L’une des questions à l’esprit était la nature de la chaux utilisée. La compréhension standard du béton pouzzolanique est qu’il utilise de la chaux éteinte. Tout d’abord, le calcaire est chauffé à haute température pour produire une poudre caustique très réactive appelée chaux vive, ou oxyde de calcium.
En mélangeant la chaux vive avec de l’eau, on obtient de la chaux éteinte, ou hydroxyde de calcium : une pâte légèrement moins réactive et moins caustique. Selon la théorie, c’est cette chaux éteinte que les anciens Romains mélangeaient à la pouzzolane.
D’après l’analyse de l’équipe, les clastes de chaux de leurs échantillons ne correspondent pas à cette méthode. Au contraire, le béton romain a probablement été fabriqué en mélangeant la chaux vive directement avec la pouzzolane et l’eau à des températures extrêmement élevées, seule ou en plus de la chaux éteinte, un processus que l’équipe appelle « mélange à chaud » et qui donne lieu aux clastes de chaux.
« Les avantages du mélange à chaud sont doubles », explique M. Masic.
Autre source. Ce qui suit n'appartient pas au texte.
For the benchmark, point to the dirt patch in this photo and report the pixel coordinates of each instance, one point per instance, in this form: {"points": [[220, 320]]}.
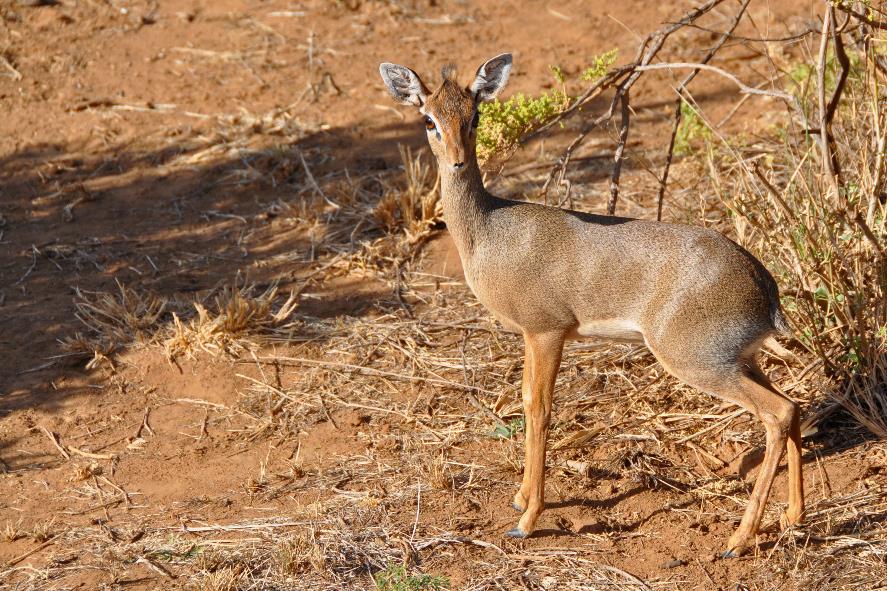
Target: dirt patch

« Premièrement, lorsque l’ensemble du béton est chauffé à des températures élevées, cela permet des chimies qui ne seraient pas possibles si l’on n’utilisait que de la chaux éteinte, en produisant des composés associés à des températures élevées qui ne se formeraient pas autrement. Deuxièmement, cette augmentation de la température réduit considérablement les temps de durcissement et de prise puisque toutes les réactions sont accélérées, ce qui permet une construction beaucoup plus rapide. »

Schéma du mécanisme proposé pour l’auto-guérison des mortiers romains antiques. (Seymour et al., Science Advances , 2023)
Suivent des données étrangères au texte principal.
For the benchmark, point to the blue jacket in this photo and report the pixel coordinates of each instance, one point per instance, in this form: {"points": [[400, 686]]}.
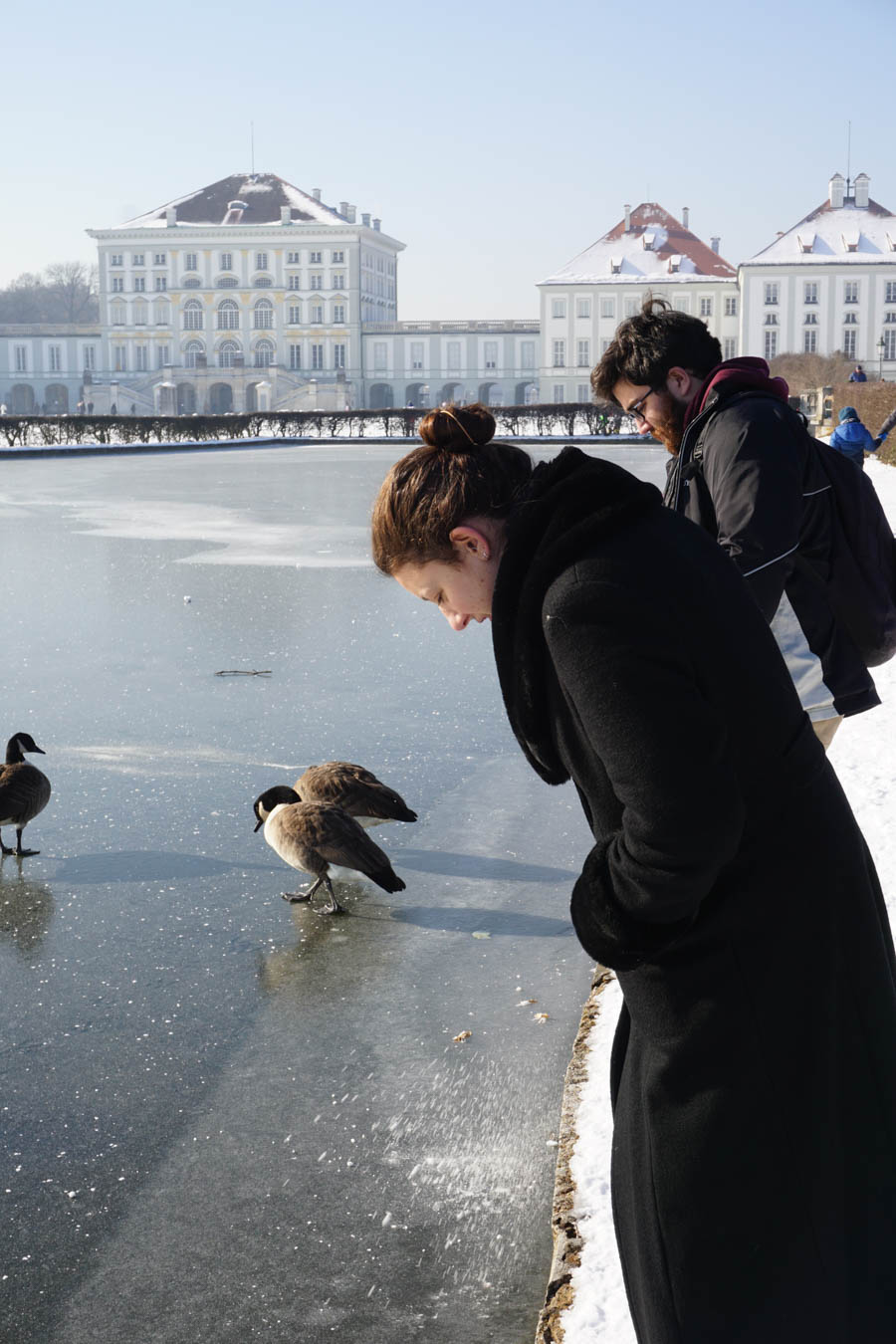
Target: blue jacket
{"points": [[853, 441]]}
Elle présente un autre avantage : les clastes de chaux confèrent au béton de remarquables capacités d’autocicatrisation.
Lorsque des fissures se forment dans le béton, elles se déplacent de préférence vers les clastes de chaux, qui ont une surface plus importante que les autres particules de la matrice. Lorsque l’eau pénètre dans la fissure, elle réagit avec la chaux pour former une solution riche en calcium qui sèche et durcit sous forme de carbonate de calcium, recollant la fissure et l’empêchant de s’étendre davantage.
Ce phénomène a été observé dans le béton d’un autre site vieux de 2 000 ans, la tombe de Caecilia Metella, où les fissures du béton ont été remplies de calcite. Cela pourrait également expliquer pourquoi le béton romain des digues construites il y a 2 000 ans est resté intact pendant des millénaires malgré les coups de boutoir constants de l’océan.
L’équipe a donc testé ses conclusions en fabriquant du béton pouzzolanique à partir de recettes anciennes et modernes utilisant de la chaux vive. Elle a également fabriqué un béton de contrôle sans chaux vive et a effectué des tests de fissuration. Il s’est avéré que le béton fissuré à base de chaux vive s’est entièrement cicatrisé en deux semaines, alors que le béton de contrôle est resté fissuré.
L’équipe travaille désormais à la commercialisation de son béton, qui constitue une alternative plus respectueuse de l’environnement que les bétons actuels.
« Il est passionnant de penser à la façon dont ces formulations de béton plus durables pourraient prolonger non seulement la durée de vie de ces matériaux, mais aussi améliorer la durabilité des formulations de béton imprimées en 3D », a déclaré M. Masic.
La recherche a été publiée dans Science Advances.